Die DDR verzichtete ausgerechnet beim Klassenfeind in München bei den Olympischen Spielen auf einen Medaillen-Garant. Sein außergewöhnliches Talent war unbestritten - erstmals übertraf ein Fahrer die medizinischen Werte des legendären Täve Schur. Aber Lötzsch ließ sich nicht restlos abschieben - ohne sein Rad konnte und wollte der elegante Techniker nicht leben. Nach seiner Demission siegte er einfach weiter - als Hobbyradler der BSG Wismut und anderer Betriebssportgemeinschaften und schlug dabei die DDR-Elite Olaf Ludwig und Uwe Ampler.

1976 wurde er wegen „Staatsverleumdung“ im Abschluss an einen feuchtfröhlichen Polterabend zu zehn Monaten Gefängnis verurteilt und war bis 1979 für alle Rennen gesperrt. In seiner 1 500 Seiten starken Opferakte begegnete Lötzsch, dessen Schicksal im Dokumentarfilm „Sportsfreund Lötzsch“ geschildert wird, später etwa 50 Stasi-Spitzeln. Drei Ausreiseanträge wurden abgelehnt.

In seinem ersten Rennen nach der Sperre deklassierte er der Reihe nach DDR-Kaderathleten. In der Slowakei siegte er 1981 bei einem heimlichen Start im Alleingang mit fast fünf Minuten vor dem wenige Wochen später gekürten Weltmeister Andrej Wedernikow aus der UdSSR. 1983 gewann er den Klassiker Rund um Berlin, 1986 das damals weltweit längste Amateurrennen Prag-Karlsbad-Prag. Die politische Wende kam zu spät für ihn - anders als Ludwig und Ampler war er 1989 für den Übertritt ins Profilager zu alt.

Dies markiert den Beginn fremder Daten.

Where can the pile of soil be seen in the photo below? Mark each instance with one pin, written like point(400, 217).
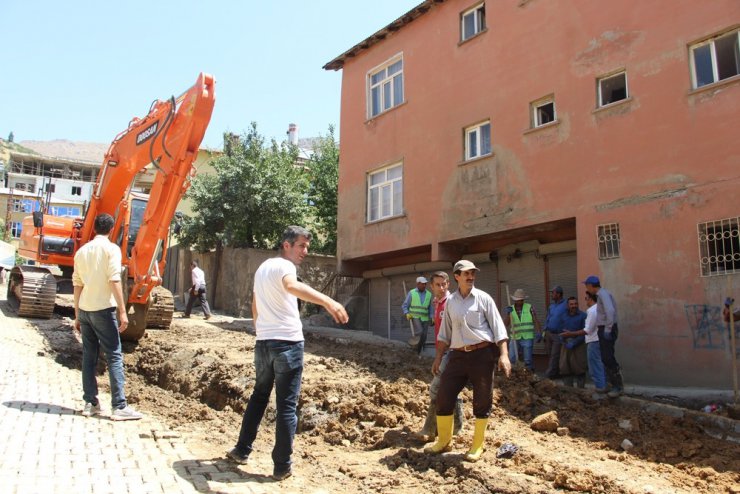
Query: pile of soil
point(361, 403)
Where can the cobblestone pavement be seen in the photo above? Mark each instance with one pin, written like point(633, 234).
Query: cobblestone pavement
point(47, 446)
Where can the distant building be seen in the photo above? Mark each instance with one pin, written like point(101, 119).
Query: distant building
point(548, 141)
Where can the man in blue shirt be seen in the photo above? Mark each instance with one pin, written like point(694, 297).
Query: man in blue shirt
point(553, 327)
point(573, 359)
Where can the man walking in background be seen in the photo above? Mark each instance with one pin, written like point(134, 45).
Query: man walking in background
point(98, 296)
point(608, 330)
point(553, 326)
point(419, 310)
point(197, 290)
point(593, 351)
point(573, 357)
point(278, 353)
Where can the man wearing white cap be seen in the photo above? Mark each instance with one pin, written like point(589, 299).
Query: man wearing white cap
point(472, 328)
point(419, 310)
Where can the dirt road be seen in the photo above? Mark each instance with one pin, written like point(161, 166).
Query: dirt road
point(360, 404)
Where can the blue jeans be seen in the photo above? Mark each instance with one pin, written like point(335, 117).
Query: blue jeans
point(526, 347)
point(422, 328)
point(278, 363)
point(595, 365)
point(611, 366)
point(99, 329)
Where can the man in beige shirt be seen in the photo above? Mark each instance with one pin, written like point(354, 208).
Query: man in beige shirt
point(98, 297)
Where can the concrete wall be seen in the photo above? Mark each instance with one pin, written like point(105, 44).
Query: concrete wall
point(657, 164)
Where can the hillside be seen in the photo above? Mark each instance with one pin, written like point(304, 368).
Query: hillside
point(63, 148)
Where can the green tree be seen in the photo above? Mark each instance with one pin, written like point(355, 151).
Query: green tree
point(257, 191)
point(324, 168)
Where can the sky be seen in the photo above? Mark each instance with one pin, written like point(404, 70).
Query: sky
point(81, 70)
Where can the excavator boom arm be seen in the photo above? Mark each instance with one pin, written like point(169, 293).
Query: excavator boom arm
point(168, 138)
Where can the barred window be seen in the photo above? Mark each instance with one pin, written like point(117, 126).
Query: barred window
point(719, 247)
point(608, 236)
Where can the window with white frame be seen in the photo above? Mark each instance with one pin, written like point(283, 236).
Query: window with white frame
point(25, 205)
point(608, 236)
point(385, 87)
point(716, 59)
point(612, 88)
point(65, 211)
point(478, 140)
point(472, 22)
point(543, 112)
point(719, 247)
point(385, 193)
point(24, 186)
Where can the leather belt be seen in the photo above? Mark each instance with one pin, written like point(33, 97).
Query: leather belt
point(470, 348)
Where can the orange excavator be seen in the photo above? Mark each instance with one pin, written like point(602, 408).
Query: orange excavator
point(168, 138)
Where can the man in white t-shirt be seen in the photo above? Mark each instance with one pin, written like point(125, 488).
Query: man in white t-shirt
point(197, 290)
point(278, 353)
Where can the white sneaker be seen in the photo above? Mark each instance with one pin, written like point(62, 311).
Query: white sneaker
point(127, 413)
point(91, 409)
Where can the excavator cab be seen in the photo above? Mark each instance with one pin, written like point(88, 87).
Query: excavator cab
point(167, 138)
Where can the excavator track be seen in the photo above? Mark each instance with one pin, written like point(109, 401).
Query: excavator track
point(35, 289)
point(161, 308)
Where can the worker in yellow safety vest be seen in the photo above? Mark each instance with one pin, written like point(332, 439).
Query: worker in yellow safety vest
point(419, 310)
point(522, 322)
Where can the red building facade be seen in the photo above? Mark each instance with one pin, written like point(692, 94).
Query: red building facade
point(548, 141)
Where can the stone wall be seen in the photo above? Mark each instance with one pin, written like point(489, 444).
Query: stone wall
point(233, 293)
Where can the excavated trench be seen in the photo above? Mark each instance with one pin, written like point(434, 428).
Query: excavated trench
point(361, 403)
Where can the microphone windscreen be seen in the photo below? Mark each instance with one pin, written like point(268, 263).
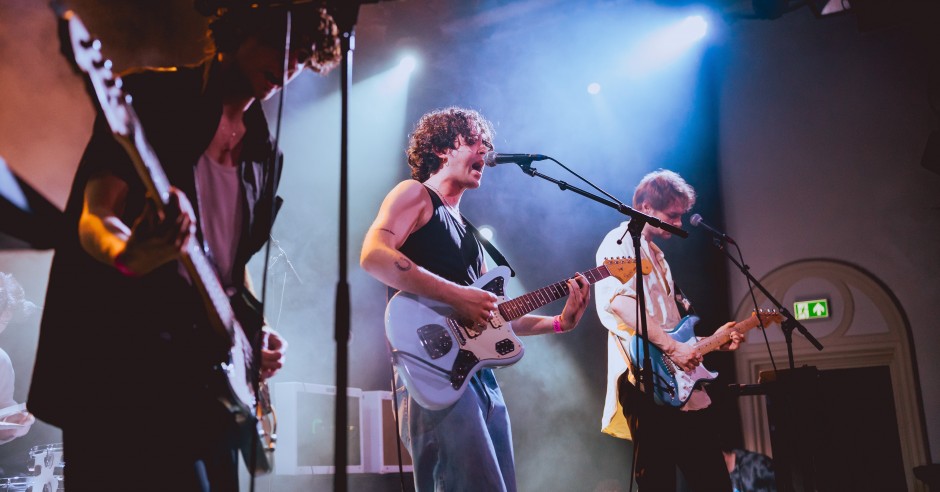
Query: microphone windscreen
point(490, 158)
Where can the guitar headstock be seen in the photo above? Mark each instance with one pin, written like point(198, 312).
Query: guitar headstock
point(623, 269)
point(84, 52)
point(767, 316)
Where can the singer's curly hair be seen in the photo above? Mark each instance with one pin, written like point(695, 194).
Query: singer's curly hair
point(661, 188)
point(234, 21)
point(437, 132)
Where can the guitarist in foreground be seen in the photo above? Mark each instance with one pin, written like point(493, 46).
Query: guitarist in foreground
point(421, 244)
point(666, 437)
point(127, 365)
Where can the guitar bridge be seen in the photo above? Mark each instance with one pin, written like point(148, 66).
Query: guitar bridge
point(435, 340)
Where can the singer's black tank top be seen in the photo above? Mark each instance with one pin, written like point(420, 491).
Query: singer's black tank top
point(444, 247)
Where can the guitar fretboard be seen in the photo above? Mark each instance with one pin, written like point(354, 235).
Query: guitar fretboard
point(526, 303)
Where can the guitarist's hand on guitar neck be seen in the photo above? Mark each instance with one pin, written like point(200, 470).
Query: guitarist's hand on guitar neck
point(736, 340)
point(473, 305)
point(158, 236)
point(580, 294)
point(684, 356)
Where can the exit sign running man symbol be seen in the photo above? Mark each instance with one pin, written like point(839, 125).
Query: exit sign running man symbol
point(814, 309)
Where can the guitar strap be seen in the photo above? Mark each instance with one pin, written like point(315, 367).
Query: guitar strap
point(488, 246)
point(683, 303)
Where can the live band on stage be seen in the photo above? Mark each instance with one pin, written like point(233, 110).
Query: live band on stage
point(154, 329)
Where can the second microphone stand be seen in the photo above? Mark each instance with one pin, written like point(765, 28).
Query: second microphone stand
point(638, 220)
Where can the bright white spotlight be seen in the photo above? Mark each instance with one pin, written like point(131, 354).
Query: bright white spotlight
point(666, 45)
point(408, 64)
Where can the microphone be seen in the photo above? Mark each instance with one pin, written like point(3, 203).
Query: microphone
point(696, 220)
point(493, 158)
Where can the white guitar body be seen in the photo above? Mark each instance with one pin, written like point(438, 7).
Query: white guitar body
point(435, 355)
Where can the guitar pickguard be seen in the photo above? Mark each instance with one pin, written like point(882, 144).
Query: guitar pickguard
point(435, 340)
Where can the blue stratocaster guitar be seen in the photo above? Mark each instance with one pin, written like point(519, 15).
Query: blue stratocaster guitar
point(436, 354)
point(671, 385)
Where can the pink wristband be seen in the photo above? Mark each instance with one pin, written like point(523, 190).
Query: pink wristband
point(121, 267)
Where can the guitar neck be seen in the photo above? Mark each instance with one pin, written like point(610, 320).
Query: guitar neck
point(526, 303)
point(200, 269)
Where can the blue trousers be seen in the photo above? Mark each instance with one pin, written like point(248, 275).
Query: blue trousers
point(465, 447)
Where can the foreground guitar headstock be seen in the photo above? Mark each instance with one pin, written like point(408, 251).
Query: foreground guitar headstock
point(84, 51)
point(623, 268)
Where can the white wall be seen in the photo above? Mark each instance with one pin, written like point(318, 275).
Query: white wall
point(822, 131)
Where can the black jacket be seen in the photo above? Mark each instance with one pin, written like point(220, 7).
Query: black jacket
point(109, 342)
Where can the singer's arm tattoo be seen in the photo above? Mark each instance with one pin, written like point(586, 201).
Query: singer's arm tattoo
point(403, 264)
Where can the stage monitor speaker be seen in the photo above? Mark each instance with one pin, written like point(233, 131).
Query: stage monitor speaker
point(305, 429)
point(380, 435)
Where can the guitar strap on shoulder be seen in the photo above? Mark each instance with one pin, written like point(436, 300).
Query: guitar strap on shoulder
point(488, 246)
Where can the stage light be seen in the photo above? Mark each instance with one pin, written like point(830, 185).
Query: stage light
point(666, 45)
point(408, 64)
point(694, 28)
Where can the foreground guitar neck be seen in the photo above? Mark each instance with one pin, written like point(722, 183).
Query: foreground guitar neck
point(525, 304)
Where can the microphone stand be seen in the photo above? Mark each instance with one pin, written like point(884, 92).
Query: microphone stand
point(789, 323)
point(638, 220)
point(790, 418)
point(345, 13)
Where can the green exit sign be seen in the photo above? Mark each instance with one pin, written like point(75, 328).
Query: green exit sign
point(815, 309)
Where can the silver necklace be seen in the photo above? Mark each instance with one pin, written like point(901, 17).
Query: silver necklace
point(450, 208)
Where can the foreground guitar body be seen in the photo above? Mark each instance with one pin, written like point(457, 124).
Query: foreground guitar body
point(435, 355)
point(231, 321)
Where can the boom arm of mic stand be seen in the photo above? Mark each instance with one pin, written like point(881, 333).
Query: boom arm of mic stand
point(790, 323)
point(638, 221)
point(618, 206)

Sein letztes Rennen bestritt Lötzsch im Alter von 42 Jahren 1995 in Chemnitz. Er holte den 550. Sieg seiner Karriere, Bundespräsident Roman Herzog verlieh ihm das Bundesverdienstkreuz. Zuletzt arbeitete der heute 59-Jährige als Mechaniker im unterklassigen Radsportteam NSP. Davor durfte er in gleicher Funktion bei den damaligen Topteams Gerolsteiner und Milram wenigstens noch am großen Radsport schnuppern.